For starters, restrictions on trade of the magnitude needed to really curtail energy consumption is going to really constrain our economies. We might not think that this is a big deal, but although this might reduce our carbon footprint, it also can do some serious economic damage. This is especially true when our guns are aimed at industry, as they usually are.
Seeing our economy in shambles is not the biggest problem though, even though we could dial up a pretty big and long recession if we had the will to do it. Energy is pretty important, and is right at the bottom of the pyramid of things important to our survival, below even food and shelter, because both food and shelter are dependent upon energy.
If we expect that our population can grow and our carbon footprint can be substantially reduced and these things can happen together, we’re going to need to rethink things. Energy will become more expensive, but even more importantly, serious interference will cause serious energy shortages, and this is not something we ever want.
As the price of something goes up, consumption decreases. We might then think that if we put the price of energy up a lot, we would decrease the demand for it a lot as well. That’s the goal, so this may seem like a good idea.
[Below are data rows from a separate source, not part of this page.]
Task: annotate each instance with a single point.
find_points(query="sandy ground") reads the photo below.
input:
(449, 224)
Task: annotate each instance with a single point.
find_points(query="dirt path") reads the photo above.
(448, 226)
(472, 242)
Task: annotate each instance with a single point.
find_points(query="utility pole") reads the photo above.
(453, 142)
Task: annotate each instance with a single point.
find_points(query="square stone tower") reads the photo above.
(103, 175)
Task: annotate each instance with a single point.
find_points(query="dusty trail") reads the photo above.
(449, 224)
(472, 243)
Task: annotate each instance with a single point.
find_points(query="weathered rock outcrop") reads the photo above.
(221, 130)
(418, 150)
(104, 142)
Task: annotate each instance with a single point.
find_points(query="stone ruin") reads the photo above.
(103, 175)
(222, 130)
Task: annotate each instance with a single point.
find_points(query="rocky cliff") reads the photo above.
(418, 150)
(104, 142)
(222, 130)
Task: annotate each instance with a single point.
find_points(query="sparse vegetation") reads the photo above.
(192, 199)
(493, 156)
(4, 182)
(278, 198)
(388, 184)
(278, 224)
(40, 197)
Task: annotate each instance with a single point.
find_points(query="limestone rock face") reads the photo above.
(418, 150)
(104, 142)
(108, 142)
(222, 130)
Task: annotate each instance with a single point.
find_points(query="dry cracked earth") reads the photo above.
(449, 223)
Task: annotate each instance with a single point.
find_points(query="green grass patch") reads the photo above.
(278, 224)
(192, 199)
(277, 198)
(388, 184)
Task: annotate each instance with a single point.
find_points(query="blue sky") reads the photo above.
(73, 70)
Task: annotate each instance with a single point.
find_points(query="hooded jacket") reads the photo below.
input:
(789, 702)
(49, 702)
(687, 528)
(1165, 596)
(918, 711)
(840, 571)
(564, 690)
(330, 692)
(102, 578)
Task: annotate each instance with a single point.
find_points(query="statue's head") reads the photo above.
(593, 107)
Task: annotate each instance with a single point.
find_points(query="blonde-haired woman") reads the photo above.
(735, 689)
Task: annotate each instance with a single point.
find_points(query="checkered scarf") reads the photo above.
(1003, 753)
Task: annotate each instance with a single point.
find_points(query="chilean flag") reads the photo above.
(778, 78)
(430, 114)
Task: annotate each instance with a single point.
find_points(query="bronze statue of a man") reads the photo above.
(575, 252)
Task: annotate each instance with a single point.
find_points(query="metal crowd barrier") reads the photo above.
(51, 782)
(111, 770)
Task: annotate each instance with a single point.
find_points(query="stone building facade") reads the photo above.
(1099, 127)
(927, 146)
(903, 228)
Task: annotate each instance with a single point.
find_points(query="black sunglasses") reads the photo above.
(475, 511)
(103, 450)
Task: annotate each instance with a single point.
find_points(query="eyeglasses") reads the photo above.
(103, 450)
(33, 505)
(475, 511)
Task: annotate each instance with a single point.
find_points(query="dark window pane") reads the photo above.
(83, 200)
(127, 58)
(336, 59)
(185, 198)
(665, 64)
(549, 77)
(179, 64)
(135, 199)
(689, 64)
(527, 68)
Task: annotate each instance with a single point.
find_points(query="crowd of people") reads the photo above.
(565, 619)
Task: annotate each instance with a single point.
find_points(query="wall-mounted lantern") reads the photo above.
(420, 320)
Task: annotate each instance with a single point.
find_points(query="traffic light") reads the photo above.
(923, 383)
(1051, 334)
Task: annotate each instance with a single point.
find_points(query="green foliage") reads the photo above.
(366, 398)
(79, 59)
When we do this on purpose, what we create is a shortfall equal to this reduced demand. Our carbon footprint has gone down in accordance, and if we’ve gone a good job and lowered it by, say, 50%, this means that we now have a 50% energy shortfall, which should actually scare us far more than climate change.
We could get by with a certain amount of this, if people drove their cars less for instance, or take other measures which would cut down their consumption in a manner they would find at least somewhat acceptable. This is not a big percentage of overall consumption though. Most of this would not be just flesh wounds like this but would cut to the bone.
We also need to keep in mind that our need for energy will be increasing each year, including our need for fossil fuels, so this all gets added to whatever energy shortfall that is accumulating.
The numbers that get thrown around here as far as what we need to do to successfully fight climate change, like reducing things by 80% by 2050, are just crazy. If fossil fuels would represent 74% of our energy needs by then, and we cut that by 80%, that works out to losing 60% of our energy sources.
This would simply be catastrophic, although we’d never get anywhere close to this because they would be storming the Bastille long before we lost anywhere near this much.
In the fairy tale version of this story though, we just pretend that there are no such shortfalls and there is no meaningful downside in fact. This is purely the stuff of science fiction though.
The problem here is that while we may want to exclude evidence that conflicts with the mainstream view, we do not want to turn our heads from the economic consequences of our grand schemes. Otherwise, the movie may not end the way we expected.